Decrease span field value with preg_replace

Asked

Viewed 361 times

6

I am trying to change all the values of the fields it contains span class.

Example the site is like this:

<div id="isOffered">
   <a class="price addBetButton footballBetButton" id="bk_82285689_mk_sel1" href="">
   <span class="priceText wide UK">1/2</span>
   <span class="priceText wide EU">1.50</span>
   <span class="priceText wide US">-200</span>
   <span class="priceText wide CH">1.50</span>
   <span class="priceChangeArrow"></span>
   <input class="betCode" type="hidden" value="0]SK@82285689@314222649@NB*1~2*0*-1*0*0]CPN:0" />
   <input class="originalBetCode" type="hidden" value="0]SK@82285689@314222649@NB*1~2*0*-1*0*0]CPN:0" /> 
   </a>
</div>

What’s the easiest way for me to get my values back 1.50, 200, 1.50 and decrease 20% of the original value using the function preg_replace?

  • 2

    Want to do this with PHP or JS? if you don’t know then pf explains better what you want to do... what functionality.
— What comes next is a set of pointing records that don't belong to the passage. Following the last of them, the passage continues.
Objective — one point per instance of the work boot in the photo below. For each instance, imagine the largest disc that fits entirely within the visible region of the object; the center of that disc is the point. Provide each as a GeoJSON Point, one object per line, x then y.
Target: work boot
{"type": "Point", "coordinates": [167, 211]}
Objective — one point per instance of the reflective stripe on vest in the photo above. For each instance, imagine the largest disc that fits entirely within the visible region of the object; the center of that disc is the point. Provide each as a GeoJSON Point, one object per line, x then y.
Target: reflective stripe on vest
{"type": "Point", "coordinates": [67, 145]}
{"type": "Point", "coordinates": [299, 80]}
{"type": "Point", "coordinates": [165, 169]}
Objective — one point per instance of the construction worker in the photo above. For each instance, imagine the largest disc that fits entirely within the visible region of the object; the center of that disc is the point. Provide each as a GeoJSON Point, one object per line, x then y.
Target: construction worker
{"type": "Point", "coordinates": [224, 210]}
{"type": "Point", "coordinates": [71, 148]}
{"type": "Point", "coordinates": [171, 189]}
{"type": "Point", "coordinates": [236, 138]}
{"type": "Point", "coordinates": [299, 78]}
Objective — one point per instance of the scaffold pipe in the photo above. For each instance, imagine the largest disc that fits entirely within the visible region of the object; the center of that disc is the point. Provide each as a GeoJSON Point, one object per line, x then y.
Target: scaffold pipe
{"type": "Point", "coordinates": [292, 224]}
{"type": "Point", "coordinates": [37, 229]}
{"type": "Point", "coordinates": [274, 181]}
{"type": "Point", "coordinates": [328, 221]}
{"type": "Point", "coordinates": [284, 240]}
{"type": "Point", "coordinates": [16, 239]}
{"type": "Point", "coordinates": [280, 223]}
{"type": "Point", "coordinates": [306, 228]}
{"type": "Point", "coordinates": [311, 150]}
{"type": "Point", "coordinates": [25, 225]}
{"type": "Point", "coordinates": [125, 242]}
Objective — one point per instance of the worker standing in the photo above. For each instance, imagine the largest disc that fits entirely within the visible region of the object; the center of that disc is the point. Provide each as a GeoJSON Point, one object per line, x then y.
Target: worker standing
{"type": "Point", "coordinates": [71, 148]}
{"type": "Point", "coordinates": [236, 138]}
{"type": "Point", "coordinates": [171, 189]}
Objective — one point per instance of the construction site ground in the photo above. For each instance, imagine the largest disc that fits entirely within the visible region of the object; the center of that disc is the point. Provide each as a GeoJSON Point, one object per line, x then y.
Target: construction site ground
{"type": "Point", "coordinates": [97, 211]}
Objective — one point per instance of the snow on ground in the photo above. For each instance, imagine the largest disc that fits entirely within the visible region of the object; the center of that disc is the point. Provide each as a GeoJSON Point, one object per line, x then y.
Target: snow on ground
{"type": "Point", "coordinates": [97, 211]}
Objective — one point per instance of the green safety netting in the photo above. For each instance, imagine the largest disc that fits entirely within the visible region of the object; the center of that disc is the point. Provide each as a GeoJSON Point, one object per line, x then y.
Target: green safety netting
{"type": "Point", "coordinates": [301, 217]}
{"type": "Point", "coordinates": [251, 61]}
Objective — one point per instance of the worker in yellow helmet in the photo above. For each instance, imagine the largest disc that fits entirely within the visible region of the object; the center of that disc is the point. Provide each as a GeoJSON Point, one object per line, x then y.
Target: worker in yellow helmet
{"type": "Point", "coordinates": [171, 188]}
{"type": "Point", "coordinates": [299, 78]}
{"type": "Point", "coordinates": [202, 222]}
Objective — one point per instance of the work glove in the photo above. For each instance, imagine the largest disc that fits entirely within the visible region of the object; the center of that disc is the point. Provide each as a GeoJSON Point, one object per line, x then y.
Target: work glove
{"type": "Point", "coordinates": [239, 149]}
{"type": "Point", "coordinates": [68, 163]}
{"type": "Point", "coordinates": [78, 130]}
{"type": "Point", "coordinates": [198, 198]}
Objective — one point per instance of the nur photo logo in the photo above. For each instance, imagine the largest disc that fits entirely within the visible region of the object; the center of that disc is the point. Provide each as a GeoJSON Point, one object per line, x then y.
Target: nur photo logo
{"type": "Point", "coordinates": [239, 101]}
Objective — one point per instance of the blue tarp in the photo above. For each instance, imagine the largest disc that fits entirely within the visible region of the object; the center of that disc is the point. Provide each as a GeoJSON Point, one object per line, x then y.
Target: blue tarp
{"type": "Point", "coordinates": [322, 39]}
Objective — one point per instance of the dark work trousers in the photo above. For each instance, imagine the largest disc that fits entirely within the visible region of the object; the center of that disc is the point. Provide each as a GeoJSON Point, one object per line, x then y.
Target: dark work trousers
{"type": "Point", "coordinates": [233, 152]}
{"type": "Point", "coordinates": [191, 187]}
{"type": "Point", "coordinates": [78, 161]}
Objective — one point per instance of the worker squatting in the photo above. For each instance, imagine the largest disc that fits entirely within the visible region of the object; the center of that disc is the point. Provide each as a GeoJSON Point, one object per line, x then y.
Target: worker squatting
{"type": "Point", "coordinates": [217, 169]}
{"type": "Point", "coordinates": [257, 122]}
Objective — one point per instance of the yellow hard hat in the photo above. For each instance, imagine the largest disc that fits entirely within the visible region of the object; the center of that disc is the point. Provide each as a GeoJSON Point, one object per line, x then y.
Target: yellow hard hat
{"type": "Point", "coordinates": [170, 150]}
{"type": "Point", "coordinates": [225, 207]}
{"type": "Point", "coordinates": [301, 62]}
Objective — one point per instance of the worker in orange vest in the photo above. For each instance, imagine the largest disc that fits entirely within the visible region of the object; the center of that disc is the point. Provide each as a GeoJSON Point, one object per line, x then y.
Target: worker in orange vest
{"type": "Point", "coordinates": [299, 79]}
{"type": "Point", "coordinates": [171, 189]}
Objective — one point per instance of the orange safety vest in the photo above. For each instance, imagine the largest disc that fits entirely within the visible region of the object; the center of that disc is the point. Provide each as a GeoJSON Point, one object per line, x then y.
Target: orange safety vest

  • With PHP, using the preg_replace function.

  • 1

    1/2 enters? 200 enters as negative?

  • Use regex to parse HTML is to give in to Chtulhu’s appeal

4 answers

9


As already mentioned in response from Tivie, regular expressions are not recommended to analyze a structure like the HTML, besides she’s not a regular language, do not use regex when there are better tools that can do this job.

Read more about this in this article (in English): Regular Expressions: Now you have two problems

I’ll follow the same path Tivie and use DOMDocument and DOMXPath to analyze the HTML, but another can be used parser, like the Simple HTML DOM Parser for example.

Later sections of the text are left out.